Your Startup is Not a Business. Stop Treating it Like One.

“So what is it that makes some startups successful and leaves others selling off their furniture? Simply this: startups are not small versions of large companies.”

— Steve Blank

I couldn’t agree more — a small business or a large company has the goal of delivering to customers in a proven way. But startups are fundamentally different. By sheer definition a startup should be a team on a mission to deliver to customers in an UNproven way. That’s the whole point: you’re uncovering a new market. And yet how many start-ups raise money, hire and expand their team, and have yet to uncover a clear market for their product?!
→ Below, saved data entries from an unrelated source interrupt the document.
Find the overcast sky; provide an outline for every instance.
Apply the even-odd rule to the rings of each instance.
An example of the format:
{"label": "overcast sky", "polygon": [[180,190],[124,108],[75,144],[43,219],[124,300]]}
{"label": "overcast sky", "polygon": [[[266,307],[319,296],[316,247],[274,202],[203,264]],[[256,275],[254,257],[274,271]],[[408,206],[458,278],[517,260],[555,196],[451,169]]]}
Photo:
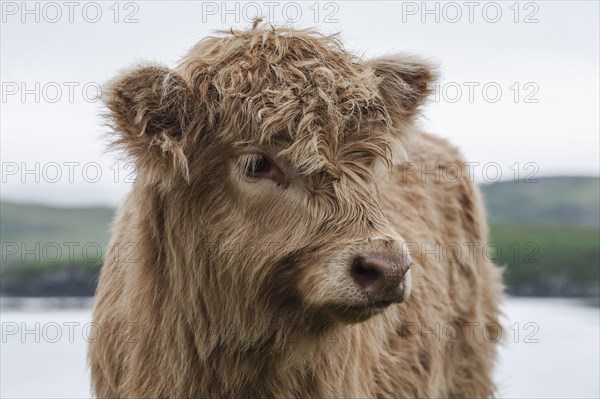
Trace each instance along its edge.
{"label": "overcast sky", "polygon": [[96,87],[140,60],[173,66],[202,37],[247,27],[257,11],[274,24],[340,32],[365,58],[411,52],[438,63],[422,124],[479,163],[477,181],[495,180],[497,167],[484,166],[496,164],[504,180],[516,170],[519,179],[598,175],[597,1],[23,4],[2,3],[5,200],[117,204],[131,169],[121,164],[117,175],[105,153]]}

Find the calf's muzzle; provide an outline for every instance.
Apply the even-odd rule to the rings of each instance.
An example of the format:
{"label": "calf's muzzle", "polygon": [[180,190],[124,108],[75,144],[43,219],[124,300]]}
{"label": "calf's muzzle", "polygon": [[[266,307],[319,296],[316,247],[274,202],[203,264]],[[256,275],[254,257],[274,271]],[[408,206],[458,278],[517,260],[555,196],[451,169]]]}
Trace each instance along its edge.
{"label": "calf's muzzle", "polygon": [[350,275],[370,301],[396,302],[411,263],[408,254],[361,253],[352,258]]}

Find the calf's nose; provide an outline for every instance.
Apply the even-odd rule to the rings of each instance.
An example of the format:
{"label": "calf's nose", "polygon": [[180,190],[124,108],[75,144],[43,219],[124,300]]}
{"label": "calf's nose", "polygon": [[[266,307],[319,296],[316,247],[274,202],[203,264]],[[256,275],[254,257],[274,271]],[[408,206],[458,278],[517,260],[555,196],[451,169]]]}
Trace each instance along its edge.
{"label": "calf's nose", "polygon": [[350,274],[369,297],[387,298],[398,290],[410,266],[408,255],[358,254],[352,259]]}

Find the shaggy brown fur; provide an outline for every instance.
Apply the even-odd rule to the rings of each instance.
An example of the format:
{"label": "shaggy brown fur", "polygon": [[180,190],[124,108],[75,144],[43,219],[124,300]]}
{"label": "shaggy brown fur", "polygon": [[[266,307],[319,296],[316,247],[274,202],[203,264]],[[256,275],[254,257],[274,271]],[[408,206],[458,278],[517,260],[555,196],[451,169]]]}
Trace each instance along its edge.
{"label": "shaggy brown fur", "polygon": [[[500,273],[464,247],[487,240],[481,199],[458,152],[413,127],[434,78],[255,25],[113,82],[138,181],[97,293],[96,395],[493,395]],[[276,167],[253,175],[263,155]],[[409,251],[409,299],[374,308],[352,257]]]}

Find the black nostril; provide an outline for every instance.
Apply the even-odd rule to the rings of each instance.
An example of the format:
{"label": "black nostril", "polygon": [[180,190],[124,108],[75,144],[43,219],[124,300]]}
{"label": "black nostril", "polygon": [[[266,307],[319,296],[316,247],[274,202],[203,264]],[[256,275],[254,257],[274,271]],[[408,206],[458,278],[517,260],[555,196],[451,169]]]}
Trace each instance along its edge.
{"label": "black nostril", "polygon": [[352,278],[364,290],[372,288],[383,278],[380,270],[373,266],[372,263],[365,261],[365,258],[362,256],[358,256],[352,261],[350,270]]}
{"label": "black nostril", "polygon": [[368,220],[367,223],[368,223],[369,227],[372,228],[372,229],[374,229],[375,226],[376,226],[375,222],[373,222],[372,220]]}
Just recently I took the first steps in a new venture — testing an assumption that a specific audience would sign-up for a monthly subscription e-commerce service. And guess what — I was wrong. The idea was fraught with problems, specifically operational and sourcing, along with the challenges of competing with established services like Gilt Groupe. So we “pivoted,” and explored other audiences and customer groups that might have a need — a true NEED for a monthly subscription commerce service. My team and I found a great idea.

We tested this idea quickly (and for free) by sending out a survey to some friends and family who are our target audience. The info we’ve received from a simple eight question survey has been invaluable. In total, we’ve spent $15 — on beer for our discussions.

Cut to two weeks later. We’ve setup a landing page experience for two possible business concepts, and tested them both, running traffic to them with Google AdWords, and seeing how each idea performed. A clear winner emerged.

We’ve taken that idea and build it out through wireframes and mockups, and figuring out basic operational considerations. We plan to launch at the end of June.